Adell was stopped for speeding at 5:50 a.m. He told the officer he was running late for work. During his conversation with Adell, the officer noted an odor of intoxicants coming from inside the car–though there was a passenger in the car along with Adell. Adell denied drinking that morning, but said he’d been drinking the previous evening. The officer’s check of Adell’s record showed four prior OWI convictions, meaning he was subject to the .02 blood alcohol limit. Knowing from training and experience that a person has to consume only “very little” alcohol to exceed that limit, the officer had Adell do FSTs. (¶¶3-9).
The circuit court concluded the officer lacked sufficient facts to extend the stop to have Adelll do the FSTs and suppressed the results of them as well as subsequently discovered evidence. (¶10). The court of appeals disagrees. Reframing the issue slightly as (1) whether there was reasonable suspicion to extend the traffic stop to investigate a PAC offense and (2) whether that investigation properly included FSTs, the court says “yes” to both questions.
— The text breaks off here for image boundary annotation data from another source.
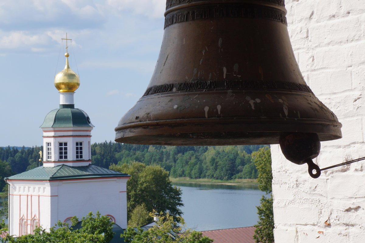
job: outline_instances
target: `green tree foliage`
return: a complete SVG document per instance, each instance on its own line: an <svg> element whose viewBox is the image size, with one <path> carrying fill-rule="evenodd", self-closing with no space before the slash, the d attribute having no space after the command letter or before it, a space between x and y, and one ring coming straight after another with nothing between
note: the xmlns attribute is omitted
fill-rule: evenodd
<svg viewBox="0 0 365 243"><path fill-rule="evenodd" d="M267 197L263 196L261 204L257 208L258 221L254 225L256 227L253 238L257 243L273 243L274 212L273 209L273 197L272 186L273 176L271 169L271 153L270 148L260 148L252 153L254 162L258 171L257 181L260 185L259 188L265 192Z"/></svg>
<svg viewBox="0 0 365 243"><path fill-rule="evenodd" d="M128 220L128 227L141 227L152 220L152 218L150 216L150 213L146 209L145 205L137 205L130 214L130 218Z"/></svg>
<svg viewBox="0 0 365 243"><path fill-rule="evenodd" d="M127 182L128 219L138 205L143 205L148 212L168 212L174 217L182 214L179 208L184 205L181 190L171 184L169 173L160 166L134 161L121 166L112 165L109 169L131 176Z"/></svg>
<svg viewBox="0 0 365 243"><path fill-rule="evenodd" d="M8 164L12 171L11 174L6 177L21 173L40 165L38 161L39 158L39 151L43 151L42 146L27 148L23 146L20 150L18 147L9 146L5 148L0 147L0 161ZM42 165L42 163L40 164ZM2 169L1 165L0 164L0 177L3 176ZM1 183L0 182L0 189L3 188Z"/></svg>
<svg viewBox="0 0 365 243"><path fill-rule="evenodd" d="M71 220L72 226L78 223L76 217ZM26 235L16 239L8 237L9 242L16 243L108 243L113 238L112 225L107 216L99 212L96 216L91 212L82 217L81 228L73 230L67 224L58 221L49 232L42 227L34 231L33 234Z"/></svg>
<svg viewBox="0 0 365 243"><path fill-rule="evenodd" d="M151 214L153 216L153 214ZM168 213L160 214L156 225L148 230L139 228L137 231L128 228L121 237L128 243L211 243L213 240L203 236L201 232L186 228L184 219L177 224Z"/></svg>
<svg viewBox="0 0 365 243"><path fill-rule="evenodd" d="M264 146L172 146L105 142L92 144L91 154L93 163L102 167L136 161L160 165L173 177L253 179L257 171L251 154Z"/></svg>
<svg viewBox="0 0 365 243"><path fill-rule="evenodd" d="M160 146L105 141L92 144L91 149L93 163L104 168L135 161L159 165L173 177L230 180L257 178L251 154L264 146ZM43 148L0 147L0 159L9 164L14 174L20 173L42 165L38 160Z"/></svg>
<svg viewBox="0 0 365 243"><path fill-rule="evenodd" d="M0 189L2 189L5 186L5 182L4 178L14 174L9 163L0 159Z"/></svg>

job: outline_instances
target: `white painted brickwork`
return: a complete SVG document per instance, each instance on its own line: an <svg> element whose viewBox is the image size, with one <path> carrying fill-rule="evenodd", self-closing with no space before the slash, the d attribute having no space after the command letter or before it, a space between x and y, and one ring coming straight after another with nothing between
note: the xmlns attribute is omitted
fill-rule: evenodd
<svg viewBox="0 0 365 243"><path fill-rule="evenodd" d="M365 156L365 2L285 1L302 74L343 125L343 138L322 142L314 162L323 168ZM271 152L276 243L365 242L365 162L315 179L306 165L287 161L278 145Z"/></svg>

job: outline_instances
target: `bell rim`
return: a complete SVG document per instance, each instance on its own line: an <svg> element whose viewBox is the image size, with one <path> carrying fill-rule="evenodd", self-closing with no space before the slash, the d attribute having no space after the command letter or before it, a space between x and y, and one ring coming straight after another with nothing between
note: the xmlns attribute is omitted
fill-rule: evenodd
<svg viewBox="0 0 365 243"><path fill-rule="evenodd" d="M207 2L206 1L200 1L194 3L187 3L180 4L174 7L170 7L166 9L165 13L164 14L164 17L166 16L170 13L178 10L182 8L185 8L187 7L195 7L195 6L199 6L200 5L207 5L210 4L250 4L255 5L260 5L261 6L266 6L266 7L277 8L282 11L284 13L284 15L286 15L288 12L284 6L280 6L275 3L269 3L267 2L263 2L260 0L231 0L229 2L222 2L221 0L212 0Z"/></svg>

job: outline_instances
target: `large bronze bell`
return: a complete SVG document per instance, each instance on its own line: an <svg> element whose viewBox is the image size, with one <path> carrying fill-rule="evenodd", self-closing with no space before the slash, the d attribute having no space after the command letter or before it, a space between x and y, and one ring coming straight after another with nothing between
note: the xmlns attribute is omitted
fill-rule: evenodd
<svg viewBox="0 0 365 243"><path fill-rule="evenodd" d="M115 141L272 144L283 133L341 138L341 124L299 70L286 14L284 0L168 0L154 72L119 121Z"/></svg>

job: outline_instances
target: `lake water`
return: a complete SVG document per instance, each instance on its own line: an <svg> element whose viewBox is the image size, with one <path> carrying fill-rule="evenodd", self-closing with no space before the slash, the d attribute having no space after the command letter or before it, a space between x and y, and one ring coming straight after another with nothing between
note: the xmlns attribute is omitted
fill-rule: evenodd
<svg viewBox="0 0 365 243"><path fill-rule="evenodd" d="M174 182L182 192L182 217L197 231L252 226L265 194L257 186Z"/></svg>
<svg viewBox="0 0 365 243"><path fill-rule="evenodd" d="M197 231L252 226L265 193L257 186L173 182L182 192L187 226ZM7 220L5 220L7 223Z"/></svg>

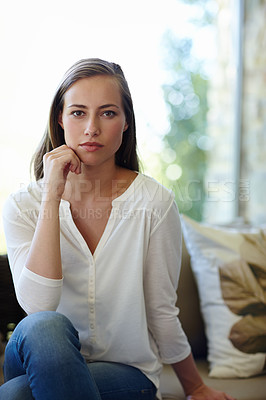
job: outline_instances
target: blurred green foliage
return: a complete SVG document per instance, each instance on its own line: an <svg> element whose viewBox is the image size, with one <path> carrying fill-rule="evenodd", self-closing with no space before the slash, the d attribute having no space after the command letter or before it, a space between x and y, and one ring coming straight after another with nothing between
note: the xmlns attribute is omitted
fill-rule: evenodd
<svg viewBox="0 0 266 400"><path fill-rule="evenodd" d="M201 8L197 26L213 22L213 0L196 3ZM209 11L208 11L209 10ZM165 149L161 164L166 185L176 195L181 213L201 221L205 200L204 177L208 162L210 140L207 135L208 77L204 61L192 54L192 38L177 38L171 32L164 37L163 46L168 82L163 85L169 108L169 131L164 137Z"/></svg>

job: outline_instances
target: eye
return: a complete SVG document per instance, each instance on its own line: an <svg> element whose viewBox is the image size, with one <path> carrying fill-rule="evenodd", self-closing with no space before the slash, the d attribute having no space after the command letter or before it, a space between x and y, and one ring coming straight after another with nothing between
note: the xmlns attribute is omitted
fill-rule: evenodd
<svg viewBox="0 0 266 400"><path fill-rule="evenodd" d="M75 110L75 111L72 111L71 114L74 115L74 117L82 117L85 113L84 113L84 111L81 111L81 110Z"/></svg>
<svg viewBox="0 0 266 400"><path fill-rule="evenodd" d="M112 118L116 115L116 113L114 111L107 110L107 111L104 111L102 115L107 118Z"/></svg>

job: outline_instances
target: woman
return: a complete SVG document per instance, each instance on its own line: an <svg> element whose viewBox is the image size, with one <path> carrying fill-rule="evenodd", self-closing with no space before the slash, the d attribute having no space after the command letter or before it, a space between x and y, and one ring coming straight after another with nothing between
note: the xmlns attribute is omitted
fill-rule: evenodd
<svg viewBox="0 0 266 400"><path fill-rule="evenodd" d="M177 318L181 229L172 193L138 173L121 68L81 60L61 82L36 182L4 212L18 301L5 399L155 399L162 362L186 396L202 382ZM2 397L1 397L2 398Z"/></svg>

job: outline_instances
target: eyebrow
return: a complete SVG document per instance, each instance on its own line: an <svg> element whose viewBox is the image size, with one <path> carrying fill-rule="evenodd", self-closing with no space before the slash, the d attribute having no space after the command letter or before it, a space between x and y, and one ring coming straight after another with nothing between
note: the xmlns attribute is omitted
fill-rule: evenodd
<svg viewBox="0 0 266 400"><path fill-rule="evenodd" d="M67 106L67 108L71 108L71 107L76 107L76 108L83 108L83 109L88 109L87 106L85 106L84 104L70 104L69 106ZM119 108L116 104L103 104L102 106L99 107L99 109L103 109L103 108L108 108L108 107L116 107Z"/></svg>

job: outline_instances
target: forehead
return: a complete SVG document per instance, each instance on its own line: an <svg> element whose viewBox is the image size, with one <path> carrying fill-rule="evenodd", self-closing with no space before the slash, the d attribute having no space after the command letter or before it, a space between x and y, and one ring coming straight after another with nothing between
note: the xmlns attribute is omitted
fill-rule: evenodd
<svg viewBox="0 0 266 400"><path fill-rule="evenodd" d="M73 83L64 95L64 103L84 102L102 103L115 102L122 104L121 91L116 78L112 76L97 75L79 79Z"/></svg>

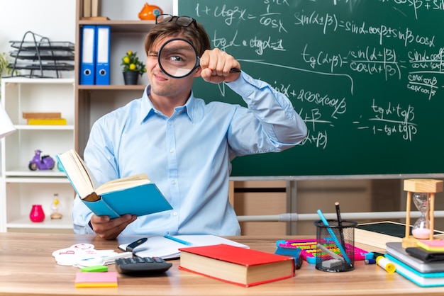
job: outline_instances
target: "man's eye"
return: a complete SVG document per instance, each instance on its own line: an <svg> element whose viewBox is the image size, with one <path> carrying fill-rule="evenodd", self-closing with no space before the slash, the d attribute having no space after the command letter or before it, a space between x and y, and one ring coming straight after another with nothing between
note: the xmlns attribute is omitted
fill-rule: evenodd
<svg viewBox="0 0 444 296"><path fill-rule="evenodd" d="M170 57L170 60L172 62L183 62L184 59L182 59L181 57L179 57L178 55L173 55L172 57Z"/></svg>

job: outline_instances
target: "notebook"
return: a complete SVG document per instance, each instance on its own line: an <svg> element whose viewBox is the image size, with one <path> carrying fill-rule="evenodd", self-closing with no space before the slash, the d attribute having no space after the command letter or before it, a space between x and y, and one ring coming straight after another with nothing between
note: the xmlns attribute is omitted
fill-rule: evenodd
<svg viewBox="0 0 444 296"><path fill-rule="evenodd" d="M171 239L161 236L148 237L146 242L134 249L134 253L140 257L161 257L164 259L172 259L180 257L179 249L185 246L201 246L225 244L231 246L248 249L248 246L215 235L175 235L173 239L189 243L184 244ZM122 251L126 250L123 244L118 246Z"/></svg>

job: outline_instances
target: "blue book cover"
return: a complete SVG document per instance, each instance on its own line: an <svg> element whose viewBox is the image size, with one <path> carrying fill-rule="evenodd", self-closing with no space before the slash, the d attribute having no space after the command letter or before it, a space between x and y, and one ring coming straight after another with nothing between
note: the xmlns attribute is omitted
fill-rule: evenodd
<svg viewBox="0 0 444 296"><path fill-rule="evenodd" d="M98 216L143 216L172 210L157 186L145 173L113 180L97 186L94 176L73 149L55 156L74 190Z"/></svg>
<svg viewBox="0 0 444 296"><path fill-rule="evenodd" d="M444 272L420 273L392 256L386 254L385 257L394 264L396 273L420 287L444 286Z"/></svg>
<svg viewBox="0 0 444 296"><path fill-rule="evenodd" d="M386 253L420 273L444 272L444 261L424 262L409 254L400 242L387 243Z"/></svg>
The circumstances supporting the extension of the stop are: the officer’s training and experience regarding the effects of even a small amount of alcohol; the fact Adell had four prior OWIs; the odor of intoxicants; Adell’s admission he had been drinking the evening before in light of the time of the stop; and Adell’s speed. (¶¶19-25). Certainly no one factor alone is overwhelming; moreover, the admission of drinking “may not count for much” (¶24) and the odor of alcohol could’ve come from the passenger (¶30). but when considered in the “aggregate,” State v. Hogan, 2015 WI 76, ¶37, 364 Wis. 2d 167, 868 N.W.2d 124, they provide a basis for continued investigation of the PAC offense. (¶26).
Further, the FSTs were a legitimate part of that continued investigation, even though they won’t by themselves reveal a person’s BAC and even if the officer didn’t have reason to believe the driver is impaired rather than driving with a PAC:
¶33 Field sobriety tests are “observational tools that law enforcement officers commonly use to assist them in discerning various indicia of intoxication,” comprising “visual cues” of a person’s “coordination, balance, concentration, speech, ability to follow instructions, mood and general physical condition.” City of West Bend v. Wilkens, 2005 WI App 36, ¶¶1, 20, 278 Wis. 2d 643, 693 N.W.2d 324 (internal quotation marks and quoted source omitted). It cannot reasonably be disputed that field sobriety tests, as tools for observing indicia of intoxication, can further the investigation of the offense of operating with a prohibited alcohol concentration by being likely to support or dispel the suspicion of that offense. This court has stated as much. See State v. Popp, No. 2016AP431, unpublished slip op. ¶16 (WI App July 7, 2016) (stating that reasonable suspicion of the offense of operating with a prohibited alcohol concentration justifies administering field sobriety tests); State v. Dotson, No. 2019AP1082, unpublished slip op. ¶¶1, 15 (WI App Nov. 24, 2020) (stating that administering field sobriety tests requires reasonable suspicion that a person was operating with a prohibited alcohol concentration or while intoxicated) (emphasis added).
In addition, the supreme court has held that FSTs can further the investigation of the offense of operating with a detectable amount of a restricted controlled substance in his or her blood, Hogan, 364 Wis. 2d 167, ¶¶45-46, another offense that doesn’t require evidence of impaired driving. (¶34).